LDAP login not writing token to file

[yakatz]

Describe the bug
We log in with vault login -method=ldap and we use Duo MFA. Recently it seems that logging in like this has stopped writing the token to the ~/.vault-token file, so additional vault operations do not complete. If I log into the Vault web interface, copy my token and use that with vault login, the file is written properly.

To Reproduce
Steps to reproduce the behavior:

1. Run vault login -method=ldap
2. Enter password and approve MFA push
3. Try to use any other vault commands and get 403 error, see that ~/.vault-token is missing.

Expected behavior
The file ~/.vault-token should be written with the token received from the LDAP login

Environment:

• Vault Server Version (retrieve with vault status): 1.12.1 (installed with Yum)
• Vault CLI Version (retrieve with vault version): Vault v1.12.0 (558abfa75702b5dab4c98e86b802fb9aef43b0eb), built 2022-10-10T18:14:33Z
• Server Operating System/Architecture: Redhat 7.9

Vault server configuration file(s):

Service started with /usr/bin/vault server -config=/etc/vault/config.json

{
  "listener": [
    {
      "tcp": {
        "address": ":8200",
        "tls_cert_file": "/etc/ssl/vault/vault.example.com.crt",
        "tls_key_file": "/etc/ssl/vault/vault.example.com.key"
      }
    }
  ],
  "storage": {
    "mysql": {
      "address": "mysql.example.com",
      "database": "vault",
      "table": "vaultdata",
      "username": "username",
      "password": "password"
    }
  },
  "ui": true
}

[mpalmi]

Thanks for the report @yakatz!
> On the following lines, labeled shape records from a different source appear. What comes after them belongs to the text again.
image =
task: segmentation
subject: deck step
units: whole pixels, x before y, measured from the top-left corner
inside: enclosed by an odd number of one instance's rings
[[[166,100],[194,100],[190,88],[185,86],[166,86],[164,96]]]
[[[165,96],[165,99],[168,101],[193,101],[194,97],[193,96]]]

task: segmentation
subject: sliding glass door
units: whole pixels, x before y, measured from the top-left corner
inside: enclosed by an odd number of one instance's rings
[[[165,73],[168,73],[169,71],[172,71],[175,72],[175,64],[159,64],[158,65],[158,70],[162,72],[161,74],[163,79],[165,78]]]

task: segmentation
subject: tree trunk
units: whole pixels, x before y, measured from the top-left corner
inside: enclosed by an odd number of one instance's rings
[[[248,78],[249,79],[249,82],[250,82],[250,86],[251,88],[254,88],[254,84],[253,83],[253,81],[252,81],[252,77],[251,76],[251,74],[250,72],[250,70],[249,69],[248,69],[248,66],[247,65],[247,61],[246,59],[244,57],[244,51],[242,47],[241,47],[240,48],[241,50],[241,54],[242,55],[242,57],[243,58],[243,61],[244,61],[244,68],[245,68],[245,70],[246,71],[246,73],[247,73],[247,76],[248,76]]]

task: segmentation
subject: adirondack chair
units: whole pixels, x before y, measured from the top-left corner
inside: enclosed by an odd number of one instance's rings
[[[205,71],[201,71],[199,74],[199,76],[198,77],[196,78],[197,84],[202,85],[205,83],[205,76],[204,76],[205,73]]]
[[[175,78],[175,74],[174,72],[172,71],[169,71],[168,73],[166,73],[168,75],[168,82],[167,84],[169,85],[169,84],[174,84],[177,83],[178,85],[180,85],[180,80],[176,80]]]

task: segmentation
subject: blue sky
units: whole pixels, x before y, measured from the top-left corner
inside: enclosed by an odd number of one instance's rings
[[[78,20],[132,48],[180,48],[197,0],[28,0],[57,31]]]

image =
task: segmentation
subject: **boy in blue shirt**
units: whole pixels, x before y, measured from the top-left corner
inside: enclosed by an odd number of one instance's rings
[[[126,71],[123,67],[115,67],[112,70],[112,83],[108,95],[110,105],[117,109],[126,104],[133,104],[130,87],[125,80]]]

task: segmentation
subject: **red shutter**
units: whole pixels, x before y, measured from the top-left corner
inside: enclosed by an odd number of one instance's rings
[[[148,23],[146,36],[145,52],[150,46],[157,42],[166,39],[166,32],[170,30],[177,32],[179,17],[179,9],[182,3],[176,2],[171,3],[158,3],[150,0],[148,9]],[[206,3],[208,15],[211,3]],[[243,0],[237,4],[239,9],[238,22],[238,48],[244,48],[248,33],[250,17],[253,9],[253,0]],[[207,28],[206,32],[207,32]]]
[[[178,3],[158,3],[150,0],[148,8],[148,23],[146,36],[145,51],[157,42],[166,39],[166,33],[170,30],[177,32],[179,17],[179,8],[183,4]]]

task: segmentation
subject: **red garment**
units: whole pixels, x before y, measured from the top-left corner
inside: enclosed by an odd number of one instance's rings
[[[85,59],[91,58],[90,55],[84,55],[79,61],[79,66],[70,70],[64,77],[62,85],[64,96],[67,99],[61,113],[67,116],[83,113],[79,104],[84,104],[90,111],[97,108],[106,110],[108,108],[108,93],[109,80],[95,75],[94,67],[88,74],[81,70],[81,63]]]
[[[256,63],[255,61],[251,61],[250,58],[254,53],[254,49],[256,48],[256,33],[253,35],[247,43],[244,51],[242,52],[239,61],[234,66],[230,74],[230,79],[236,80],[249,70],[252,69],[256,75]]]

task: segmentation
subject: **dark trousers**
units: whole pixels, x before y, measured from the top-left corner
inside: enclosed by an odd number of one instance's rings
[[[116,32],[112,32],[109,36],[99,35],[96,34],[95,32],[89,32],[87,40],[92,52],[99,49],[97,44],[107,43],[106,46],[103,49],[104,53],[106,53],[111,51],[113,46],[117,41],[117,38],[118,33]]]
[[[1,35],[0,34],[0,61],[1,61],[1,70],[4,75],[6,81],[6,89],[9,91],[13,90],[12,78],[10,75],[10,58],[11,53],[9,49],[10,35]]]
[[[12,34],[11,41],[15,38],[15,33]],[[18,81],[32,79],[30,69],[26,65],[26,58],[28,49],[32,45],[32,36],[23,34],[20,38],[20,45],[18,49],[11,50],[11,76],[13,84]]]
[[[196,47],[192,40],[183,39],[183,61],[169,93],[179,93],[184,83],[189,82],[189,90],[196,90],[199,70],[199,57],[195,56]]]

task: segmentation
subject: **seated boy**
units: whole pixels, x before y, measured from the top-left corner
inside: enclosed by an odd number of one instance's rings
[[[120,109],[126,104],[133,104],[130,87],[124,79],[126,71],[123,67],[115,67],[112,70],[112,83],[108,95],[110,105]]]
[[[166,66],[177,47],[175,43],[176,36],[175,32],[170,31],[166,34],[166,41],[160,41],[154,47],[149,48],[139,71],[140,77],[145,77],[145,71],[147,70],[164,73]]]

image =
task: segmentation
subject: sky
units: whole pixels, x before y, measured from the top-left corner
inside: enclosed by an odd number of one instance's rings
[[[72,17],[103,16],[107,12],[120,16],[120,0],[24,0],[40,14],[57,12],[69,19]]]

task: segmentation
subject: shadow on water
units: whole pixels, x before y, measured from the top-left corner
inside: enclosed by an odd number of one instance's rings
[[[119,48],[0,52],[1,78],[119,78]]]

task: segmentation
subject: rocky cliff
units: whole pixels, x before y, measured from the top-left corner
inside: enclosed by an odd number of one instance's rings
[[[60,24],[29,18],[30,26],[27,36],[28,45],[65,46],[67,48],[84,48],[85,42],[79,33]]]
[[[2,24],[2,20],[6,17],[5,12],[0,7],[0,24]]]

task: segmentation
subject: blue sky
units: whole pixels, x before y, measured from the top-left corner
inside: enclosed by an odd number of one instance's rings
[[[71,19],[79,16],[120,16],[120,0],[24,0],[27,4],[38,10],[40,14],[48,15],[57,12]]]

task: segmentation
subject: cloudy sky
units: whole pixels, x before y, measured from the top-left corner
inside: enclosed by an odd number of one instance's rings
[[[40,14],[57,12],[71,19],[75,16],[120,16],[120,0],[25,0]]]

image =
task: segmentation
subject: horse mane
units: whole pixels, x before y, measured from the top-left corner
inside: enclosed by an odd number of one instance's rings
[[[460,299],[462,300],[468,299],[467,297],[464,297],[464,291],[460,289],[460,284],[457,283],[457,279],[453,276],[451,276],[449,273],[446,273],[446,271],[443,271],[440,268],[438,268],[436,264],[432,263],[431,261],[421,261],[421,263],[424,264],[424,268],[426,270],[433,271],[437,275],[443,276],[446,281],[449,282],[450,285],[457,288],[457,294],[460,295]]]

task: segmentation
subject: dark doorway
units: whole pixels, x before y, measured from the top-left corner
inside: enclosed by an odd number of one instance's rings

This was a known issue in prior versions of Vault and was supposed to be fixed by #17040. Are you seeing this issue when using the 1.12.1 Vault CLI as well?

[yakatz]

Thanks, that does fix it.

I thought I was on the most recent version available for Ubuntu because apt didn't show there was an update on the client machines, but when I cleared the apt cache, it showed up.